14 facilitators and 17 barriers related to IMEs were identified after shadowing. With system logs, physicians tended to split long words into short units, which were 1-4 in length. 81.7% of these units were disyllables. Compared to the control group, the intervention group improved TLK rate by 40.3% ( < .0001), and reduced keystrokes per character by 48.3% ( < .0001). Survey results also promised positive feedback from physicians.
Keystroke burden and frequent choice reaction time challenge Chinese physicians for text entry. The proposed system demonstrates an approach to alleviate the burden. Contextual information is easily retrieved and it further helps improve the top-1 accuracy, with a smaller number of keystrokes. While positive feedback is received, it promises a benefit to protect patient privacy.
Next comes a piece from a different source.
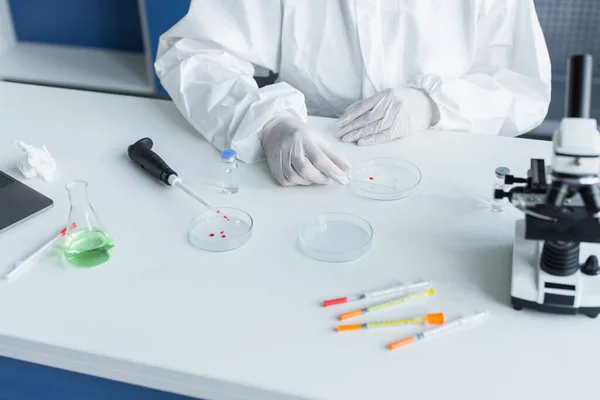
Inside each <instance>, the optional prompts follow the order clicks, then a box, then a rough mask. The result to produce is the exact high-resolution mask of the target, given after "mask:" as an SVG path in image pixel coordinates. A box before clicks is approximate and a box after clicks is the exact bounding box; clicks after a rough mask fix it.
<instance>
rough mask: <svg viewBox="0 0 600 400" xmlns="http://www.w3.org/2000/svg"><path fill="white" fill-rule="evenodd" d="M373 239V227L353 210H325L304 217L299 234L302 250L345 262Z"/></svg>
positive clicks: (364, 251)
作为一项日常任务,医生在文本录入上花费了大量时间和按键操作。文档记录负担与医生职业倦怠的关联日益紧密。以更少的按键次数实现排名第一的预测是智能文本录入的一个热门话题。在西方国家,上下文自动完成功能被用于减轻负担。中文文本录入由输入法引擎(IME)拦截,这切断了来自电子健康记录(EHR)的建议。
探索一种用户友好的方法,使中国医生的文本录入更轻松、快捷。
对医生进行跟踪观察以揭示实际的输入行为。收集系统日志进行行为验证,然后用于基于上下文的学习。提出了一个基于网络的内联弹出层,以提供来自电子健康记录的最佳建议。对每个字符的按键次数和按键耗时率进行了定量评估。使用问卷调查进行定性评估。952名医生参与了现场测试。
跟踪观察后确定了14个与输入法引擎相关的促进因素和17个障碍。根据系统日志,医生倾向于将长单词拆分成长度为1至4个字符的短单元。这些单元中81.7%是双音节词。与对照组相比,干预组的按键耗时率提高了40.3%(P <.0001),每个字符的按键次数减少了48.3%(P <.0001)。调查结果也得到了医生的积极反馈。
按键负担和频繁的选择反应时间对中国医生的文本录入构成挑战。所提出的系统展示了一种减轻负担的方法。上下文信息易于获取,并且有助于以更少的按键次数进一步提高排名第一的准确率。虽然收到了积极反馈,但它有望在保护患者隐私方面带来益处。